🤖 AI Summary
This work addresses the performance bottleneck in modern deep learning caused by the overhead of frequent GPU kernel launches due to numerous small-scale tensor operations. To mitigate this, the authors propose a persistent GPU kernel runtime system that continuously schedules computational tasks via a host-side task queue and dynamically loads operators through NVRTC-based just-in-time compilation and function pointer injection, thereby eliminating redundant kernel launches. The design introduces an innovative dual-slot aliasing mechanism for concurrent updates and a generic tensor abstraction, enabling transparent integration with PyTorch via TorchDispatch. Evaluated on representative workloads dominated by small operations, the system achieves up to 15.3× speedup over standard PyTorch, substantially improves GPU utilization, and maintains strong ecosystem compatibility.
📝 Abstract
Modern deep learning workloads often consist of many small tensor operations, especially in inference, attention, and micro-batched training. In these settings, kernel launch overhead can become a major bottleneck, sometimes exceeding the actual computation time.
We present GPUOS, a GPU runtime JIT system that reduces launch overhead using a persistent kernel architecture with runtime operator injection.

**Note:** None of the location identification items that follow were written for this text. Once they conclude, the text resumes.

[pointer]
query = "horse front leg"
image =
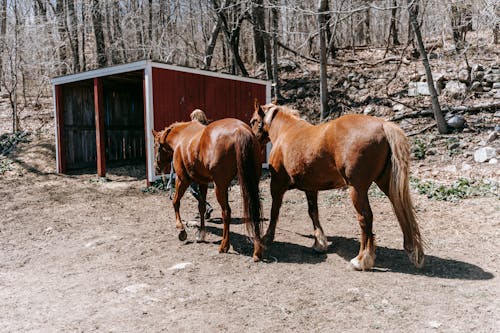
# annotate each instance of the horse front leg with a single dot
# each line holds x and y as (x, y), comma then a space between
(366, 257)
(222, 198)
(278, 189)
(320, 241)
(202, 207)
(180, 189)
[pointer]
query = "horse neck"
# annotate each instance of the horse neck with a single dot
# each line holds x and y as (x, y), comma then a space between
(283, 121)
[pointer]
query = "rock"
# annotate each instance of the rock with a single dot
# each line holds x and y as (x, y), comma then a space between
(418, 88)
(476, 86)
(370, 109)
(301, 92)
(463, 75)
(456, 121)
(484, 154)
(492, 136)
(492, 78)
(398, 107)
(466, 167)
(455, 89)
(287, 65)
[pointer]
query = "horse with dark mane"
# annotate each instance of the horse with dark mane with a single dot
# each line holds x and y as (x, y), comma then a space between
(353, 151)
(214, 153)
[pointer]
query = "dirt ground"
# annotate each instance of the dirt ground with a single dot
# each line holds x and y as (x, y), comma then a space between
(83, 254)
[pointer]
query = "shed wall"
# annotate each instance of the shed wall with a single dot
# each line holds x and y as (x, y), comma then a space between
(176, 94)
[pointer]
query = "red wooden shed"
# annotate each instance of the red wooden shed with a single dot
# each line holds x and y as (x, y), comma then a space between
(106, 116)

GPUOS runs a single long-lived GPU kernel that continuously processes tasks from a host-managed work queue, eliminating repeated kernel launches. To support diverse operations, GPUOS uses NVIDIA NVRTC to just-in-time compile operators at runtime and inject them into the running kernel through device function pointer tables. This design enables operator updates without restarting the kernel or recompiling the system.
GPUOS introduces four key ideas: (1) a persistent worker kernel with atomic task queues, (2) a runtime operator injection mechanism based on NVRTC and relocatable device code, (3) a dual-slot aliasing scheme for safe concurrent operator updates, and (4) transparent PyTorch integration through TorchDispatch that batches micro-operations into unified submissions. The system supports arbitrary tensor shapes, strides, data types, and broadcasting through a generic tensor abstraction.
Experiments show that GPUOS achieves up to 15.3x speedup over standard PyTorch on workloads dominated by small operations, including micro-batched inference and attention patterns. GPUOS improves utilization while remaining compatible with the PyTorch ecosystem.